The Effects of Traumatic Situations on Both Individuals and Emergency Responders

by Maurice Kouguell, Ph.D., BCETS. 



In an article, Antidote for the Psychological Effects of Terrorism: A Rapid,
Biological Technique for Clearing Trauma from Mind and Body
, Judith Swack, Ph.D. writes:

"Since September 11, 2001, have you noticed any of the following symptoms:

If you have any of these symptoms then you have been traumatized to some degree by the terrorist attack on our country. In addition to the direct attack on our country, many people have been traumatized by additional shocks caused by the ripple effect on our economy (such as the loss of jobs and investment money or continued terrorist activity such as the anthrax scare). In one way or another, this attack has affected most of us personally."
 

Webster's New Twentieth Century Dictionary defines trauma as "an injury or
wound violently produced" and as "an emotional experience or shock which has
a lasting psychic effect." The psychiatric definition as described in the
American Psychiatric Association Diagnostic and Statistical Manual of Mental
Disorders, 4th Edition
includes "the person experienced, witnessed or was confronted with an event or events that involved actual or threatened death or serious injury, or a threat to the physical integrity of self or others (and) the
person's response involved intense fear, helplessness or horror." We observe
that although the trauma, the event itself has ended, the reaction has not.
The memory of the precipitating incident leaves the individual with an imprint, a feeling of being stuck, frozen. Environmental factors will then easily trigger the memory of the incident with its full impact. The incident, the memory, resurfaces and frequently takes such proportions that it becomes real to the victim. Those can become subject to flashbacks, nightmares and may continue to struggle with emotional unrest, fears, and anxiety, very similar in intensity to their initial
reaction to the precipitating event.

It is not possible to estimate how many people have been affected as a result
of the destruction of the Twin Towers in New York. The victims go
beyond the great number of persons whose family members, friends and co workers died on that day, the traumatized people who were in the area or people
who saw the event live or on television. The number does not stop there.
There is, and will continue to be, a ripple effect which will trigger many post traumatic stress reactions. Traumatic stress encompasses the emotional, cognitive behavioral and psychological experience of individuals who have witnessed or have been direct victims of overwhelming events.
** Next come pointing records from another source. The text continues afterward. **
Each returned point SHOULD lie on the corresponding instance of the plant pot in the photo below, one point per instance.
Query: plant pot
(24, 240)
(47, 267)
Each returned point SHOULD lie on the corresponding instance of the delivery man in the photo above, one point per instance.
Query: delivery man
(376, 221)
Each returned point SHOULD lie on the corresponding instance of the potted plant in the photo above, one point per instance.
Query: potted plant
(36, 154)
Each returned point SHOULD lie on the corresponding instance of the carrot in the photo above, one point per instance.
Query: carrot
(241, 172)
Some react to stress by expressing their fears openly. However, it is
reported that the vast majority of traumatized people ''act in.'' They will
turn the terror, the rage, the shame and the guilt inwards. All those bottled
up feelings will, in time, begin to undermine their emotional and physical
health as well as their sense of well-being. Although those feelings are often
translated into physical manifestations, physicians report that they can find
nothing medically wrong with at least eighty percent of patients who seek
their help. A significant portion of these people are probably suffering from
undiagnosed symptoms related to trauma and stress. According to Brown and
Fromm,(1) "events that typically cause PTSD fall into two classes: natural
disasters (tornadoes, earthquakes, volcanic eruptions, storms, floods, fires
and animal attacks); and human aggression (assault, rape, burglary, kidnapping, high jacking, political incarceration, torture and holocaust). These situations are so removed from ordinary everyday experience that even the healthiest of people are ill equipped to cope with them." No two people react to trauma in similar ways. The same event which can be harmful to one individual can be exhilarating to another.
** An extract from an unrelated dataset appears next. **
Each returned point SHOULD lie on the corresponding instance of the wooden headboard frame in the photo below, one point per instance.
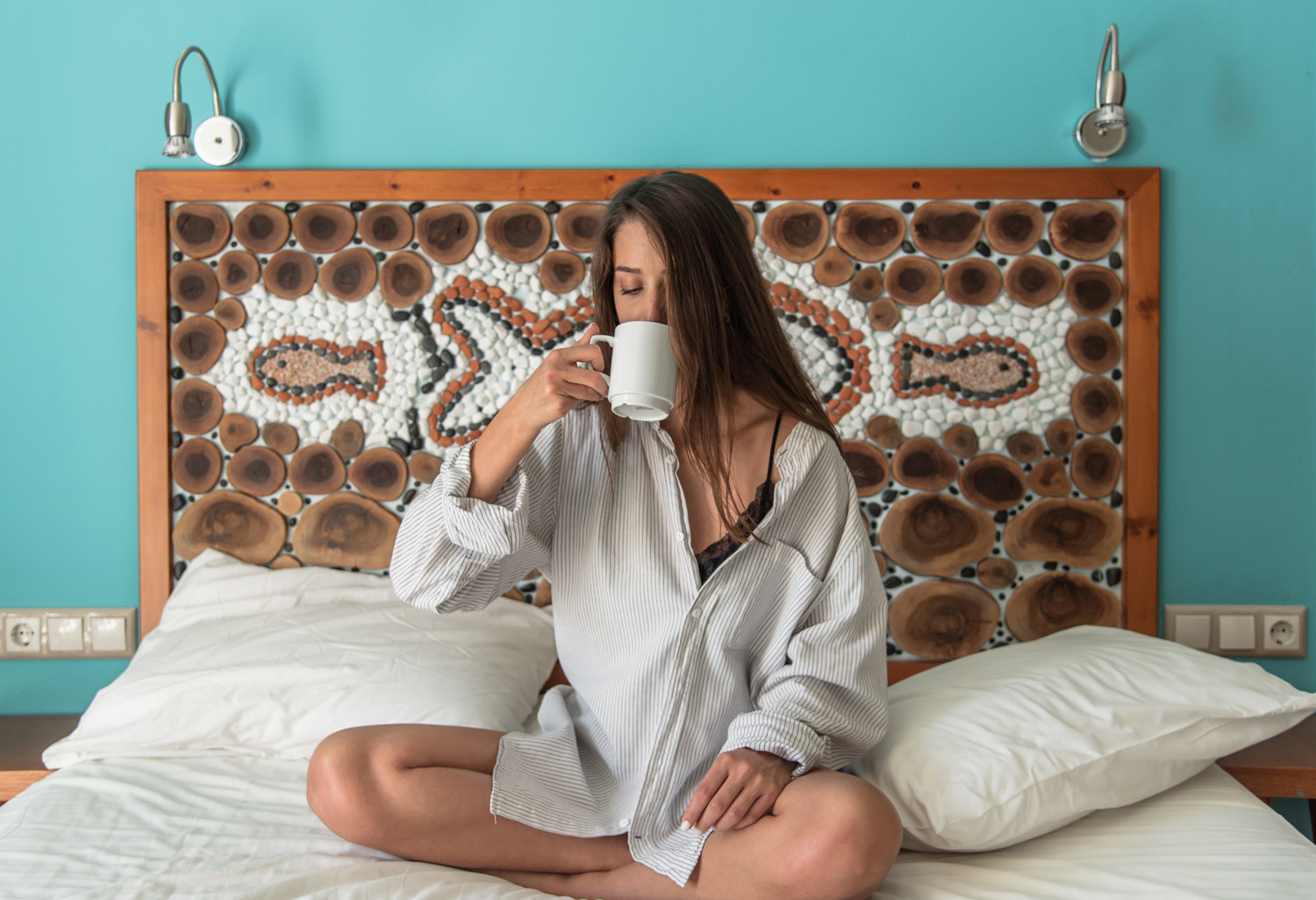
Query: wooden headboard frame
(1139, 189)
During my tour of duty with the U.S. Army, my entire company was shipped to Korea except for three of us. I was assigned to the Mental Health Unit and the Neuro-Psychiatric Service . I saw several of my "buddies," after their experience in Korea, return to our camp. Some were severely traumatized, experiencing shell shock, some continued to experience flashbacks and some felt great about their
experience during "that police action." Although symptoms of trauma may appear shortly after the precipitating event, others develop over time. The end of a war or a terrorist attack or liberation from a concentration camp does not mean the end of the internal or psychological liberation. So even if one has physical security, one loses emotional security . One may have lost a sense of security, a sense of trust. Sometimes repeated nightmares are reported; at times one may experience startled reactions such as flashbacks. In an interview dated 8/27/97, Dr Yael Danieli (3), states that "everyone is affected for the rest of their
lives. 15 to 35 percent of people are affected seriously …at one point or
another they could be chronically affected for the rest of their lives. They
may be seemingly non affected for a long time but then some reminder will
happen or a change, such as change in life style or aging, can become very
traumatic for survivors of past trauma, as a result of the trauma." It is
important to realize that trauma is not a sickness or a disease. It is a
dis-ease. Some lose the ability to sleep through the night. Should signs
of trauma go on unattended, they could cause pathology.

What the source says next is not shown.